Claim Rejections - 35 USC § 103
In the event the determination of the status of the application as subject to AIA  35 U.S.C. 102 and 103 (or as subject to pre-AIA  35 U.S.C. 102 and 103) is incorrect, any correction of the statutory basis for the rejection will not be considered a new ground of rejection if the prior art relied upon, and the rationale supporting the rejection, would be the same under either status.  
The following is a quotation of 35 U.S.C. 103 which forms the basis for all obviousness rejections set forth in this Office action:
A patent for a claimed invention may not be obtained, notwithstanding that the claimed invention is not identically disclosed as set forth in section 102, if the differences between the claimed invention and the prior art are such that the claimed invention as a whole would have been obvious before the effective filing date of the claimed invention to a person having ordinary skill in the art to which the claimed invention pertains. Patentability shall not be negated by the manner in which the invention was made.

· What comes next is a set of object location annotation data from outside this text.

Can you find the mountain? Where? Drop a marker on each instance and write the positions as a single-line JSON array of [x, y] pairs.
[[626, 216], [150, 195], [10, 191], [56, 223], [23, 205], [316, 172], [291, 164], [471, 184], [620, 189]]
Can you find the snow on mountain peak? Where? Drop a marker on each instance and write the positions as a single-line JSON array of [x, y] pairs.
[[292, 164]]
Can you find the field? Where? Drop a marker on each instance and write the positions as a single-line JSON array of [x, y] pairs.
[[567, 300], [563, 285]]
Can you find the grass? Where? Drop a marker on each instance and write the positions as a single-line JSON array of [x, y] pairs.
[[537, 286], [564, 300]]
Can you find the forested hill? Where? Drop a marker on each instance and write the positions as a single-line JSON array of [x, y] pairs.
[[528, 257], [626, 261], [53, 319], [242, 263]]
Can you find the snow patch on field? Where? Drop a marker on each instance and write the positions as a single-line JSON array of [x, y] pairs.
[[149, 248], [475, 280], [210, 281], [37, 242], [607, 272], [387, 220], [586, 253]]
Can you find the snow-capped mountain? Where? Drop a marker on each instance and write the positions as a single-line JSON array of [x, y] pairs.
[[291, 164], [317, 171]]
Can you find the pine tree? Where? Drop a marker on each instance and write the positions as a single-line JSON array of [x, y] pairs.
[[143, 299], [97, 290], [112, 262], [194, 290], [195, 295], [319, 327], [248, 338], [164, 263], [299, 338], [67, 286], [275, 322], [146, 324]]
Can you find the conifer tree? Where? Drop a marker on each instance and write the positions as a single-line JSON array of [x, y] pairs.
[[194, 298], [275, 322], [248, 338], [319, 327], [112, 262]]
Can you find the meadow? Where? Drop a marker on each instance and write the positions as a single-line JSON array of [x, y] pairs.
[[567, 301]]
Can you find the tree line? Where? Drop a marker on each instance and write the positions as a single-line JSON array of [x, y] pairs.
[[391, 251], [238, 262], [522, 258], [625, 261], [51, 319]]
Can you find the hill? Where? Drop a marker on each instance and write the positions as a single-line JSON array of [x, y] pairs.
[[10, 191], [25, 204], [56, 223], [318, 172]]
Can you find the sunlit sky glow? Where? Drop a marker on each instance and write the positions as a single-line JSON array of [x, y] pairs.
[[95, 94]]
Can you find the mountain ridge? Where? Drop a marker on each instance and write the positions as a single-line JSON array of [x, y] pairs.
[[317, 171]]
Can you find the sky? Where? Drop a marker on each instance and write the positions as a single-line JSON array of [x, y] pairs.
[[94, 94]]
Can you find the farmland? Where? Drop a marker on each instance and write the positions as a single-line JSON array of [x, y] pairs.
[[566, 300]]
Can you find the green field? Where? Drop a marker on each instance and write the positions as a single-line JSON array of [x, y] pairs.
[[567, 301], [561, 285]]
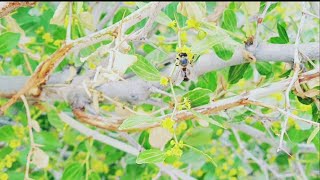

The factual inquiries for establishing a background for determining obviousness under 35 U.S.C. 103 are summarized as follows:
1. Determining the scope and contents of the prior art.
2. Ascertaining the differences between the prior art and the claims at issue.
3. Resolving the level of ordinary skill in the pertinent art.
4. Considering objective evidence present in the application indicating obviousness or nonobviousness.


	Claims 2, 5, 14,  and 17 are rejected under U.S.C. §103 as being unpatentable over the combination of Wu and Lambert (“MSeg: A Composite Dataset for Multi-domain Semantic Segmentation”, 2020). 

	 Regarding claim 2, Wu teaches The computer-implemented method of claim 1.
	However, Wu doesn't explicitly teach, wherein: the plurality of training datasets comprise a respective training dataset for each predictive category of the plurality of predictive categories, and the plurality of teacher models comprise a respective teacher model for each predictive category of the plurality of predictive categories.

	Lambert, in the same field of endeavor, teaches The computer-implemented method of claim 1, wherein: the plurality of training datasets comprise a respective training dataset for each predictive category of the plurality of predictive categories, and the plurality of teacher models comprise a respective teacher model for each predictive category of the plurality of predictive categories.([p. 3] "A computer vision professional will likely resort to multiple models, each trained on a different dataset." Each dataset specific domain interpreted as a predictive category corresponding to a respective dataset, each model explicitly trained for the respective domain).

	Wu as well as Lambert are directed towards machine learning.  Therefore, Wu as well as Lambert are reasonably pertinent analogous art.  It would have been obvious before the effective filing date of the claimed invention to combine the teachings of Wu with the teachings of Lambert by using the model in Wu as the model architecture for the multiple models trained on different domains/datasets in Lambert.  Lambert provides as additional motivation for combination ([p. 3] "A computer vision professional will likely resort to multiple models, each trained on a different dataset.").  This motivation for combination also applies to the remaining claims which depend on this combination.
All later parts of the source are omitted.